School Board in Florida postpones vote on clear backpacks after parent cites a state law

FORT LAUDERDALE, Fla. — A Broward County schools clear backpack requirement could be delayed or derailed after a parent found an obscure state law to slow down the plan.

The School Board is postponing a vote on requiring clear backpacks for the new school year from June 13 to July 25, after a Plantation parent, Nathalie Lynch-Walsh, asked the board to first hold a workshop.

A state statute on policy rulemaking requires the School Board to hold a workshop if requested “by any affected person, unless the agency head explains in writing why a workshop is unnecessary.”

“Essentially this tables clear backpacks?” board member Torey Alston, a clear backpack proponent, asked. “Is this what we’re saying, because we need to say that if that’s what we’re saying.”

District officials weren’t ready to say that yet.

A July 25 vote still gives the district enough time, albeit with much less notice to parents, for the clear backpack requirement to take effect for the next school year, which starts Aug. 21, However, board members are facing increasing pressure from the public to drop or postpone the plan, and it’s not clear a majority still firmly supports it.

A school safety town hall scheduled for June 12 at Plantation High is still planned to hear public feedback on clear backpacks as well as two other proposals: school uniforms and the expanded use of metal detectors.

Lynch-Walsh, a parent who chairs several district committees, has opposed the clear backpack requirement. She said it creates privacy concerns, there’s no research to show they are effective at making campuses safer and the School Board failed to seek public input before announcing it.

The School Board first agreed to the requirement in closed-door sessions, which many lawyers and open meetings experts say is a violation of the state’s Sunshine Law.

“As the parent of a rising junior who will be directly affected by a Board decision to create a rule requiring clear backpacks for the 2023-24 school year, I am hereby requesting the District hold a public workshop as required by Florida Statute 120.54 – 2(c),” she wrote in an email Friday to Chairwoman Lori Alhadeff, with other board members and General Counsel Marylin Batista copied on it.

Batista said under the process Lynch-Walsh requested, there must be at least 14 days of public notice for a workshop.
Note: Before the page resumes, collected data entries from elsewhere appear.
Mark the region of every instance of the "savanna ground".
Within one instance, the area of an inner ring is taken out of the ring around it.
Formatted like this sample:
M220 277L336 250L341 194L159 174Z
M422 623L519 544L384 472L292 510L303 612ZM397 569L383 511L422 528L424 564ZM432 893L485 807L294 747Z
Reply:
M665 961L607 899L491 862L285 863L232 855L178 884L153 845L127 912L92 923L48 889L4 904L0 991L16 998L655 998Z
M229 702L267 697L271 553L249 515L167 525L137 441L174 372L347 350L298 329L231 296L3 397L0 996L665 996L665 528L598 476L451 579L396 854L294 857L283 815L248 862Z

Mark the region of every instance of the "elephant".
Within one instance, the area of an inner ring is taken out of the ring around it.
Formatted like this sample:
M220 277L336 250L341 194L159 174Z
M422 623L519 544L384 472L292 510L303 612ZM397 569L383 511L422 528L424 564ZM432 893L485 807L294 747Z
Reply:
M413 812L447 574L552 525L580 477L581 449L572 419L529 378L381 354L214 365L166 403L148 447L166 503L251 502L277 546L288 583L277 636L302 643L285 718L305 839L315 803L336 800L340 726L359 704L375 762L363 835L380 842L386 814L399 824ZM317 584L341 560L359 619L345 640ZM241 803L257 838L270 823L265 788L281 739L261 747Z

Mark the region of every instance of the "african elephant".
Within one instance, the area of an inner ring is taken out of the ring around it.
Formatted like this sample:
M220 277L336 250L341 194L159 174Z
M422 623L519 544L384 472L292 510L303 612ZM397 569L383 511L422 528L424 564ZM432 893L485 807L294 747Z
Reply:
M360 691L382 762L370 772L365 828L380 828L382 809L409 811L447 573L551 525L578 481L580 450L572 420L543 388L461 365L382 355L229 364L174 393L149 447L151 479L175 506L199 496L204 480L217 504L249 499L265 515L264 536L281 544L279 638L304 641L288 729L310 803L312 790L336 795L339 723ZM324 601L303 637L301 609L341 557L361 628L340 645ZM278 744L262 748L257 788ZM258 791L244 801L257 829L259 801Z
Then after the workshop, the proposed rule must be advertised for 28 more days.

Board members voiced frustration at a Tuesday workshop. Allen Zeman, a vocal proponent of clear backpacks, said he felt like district administrators and lawyers should have foreseen this request. Now he said parents will be scrambling to get backpacks at the last minute if the plan is ultimately approved.

“This law’s been around a long time. Why didn’t we plan for this? I just don’t get it,” Zeman said. “We said we wanted to do this a long time ago. Now we can’t do it on June 13.”

Other board members criticized the district’s decision to alert parents May 5 the backpack requirement was happening, even though it required a public vote.

“I think the way it was rolled out was disingenuous to people and that’s part of the problem,” Board member Debbi Hixon said. “Until we vote on it, it isn’t a yay or nay, and that’s now how it came across.”

Board member Sarah Leonardi, who opposes mandatory clear backpacks, added, “This whole process has been flawed from the beginning. It feels very much like we are shoving this through, and we are being reactive and not thoughtful about this.”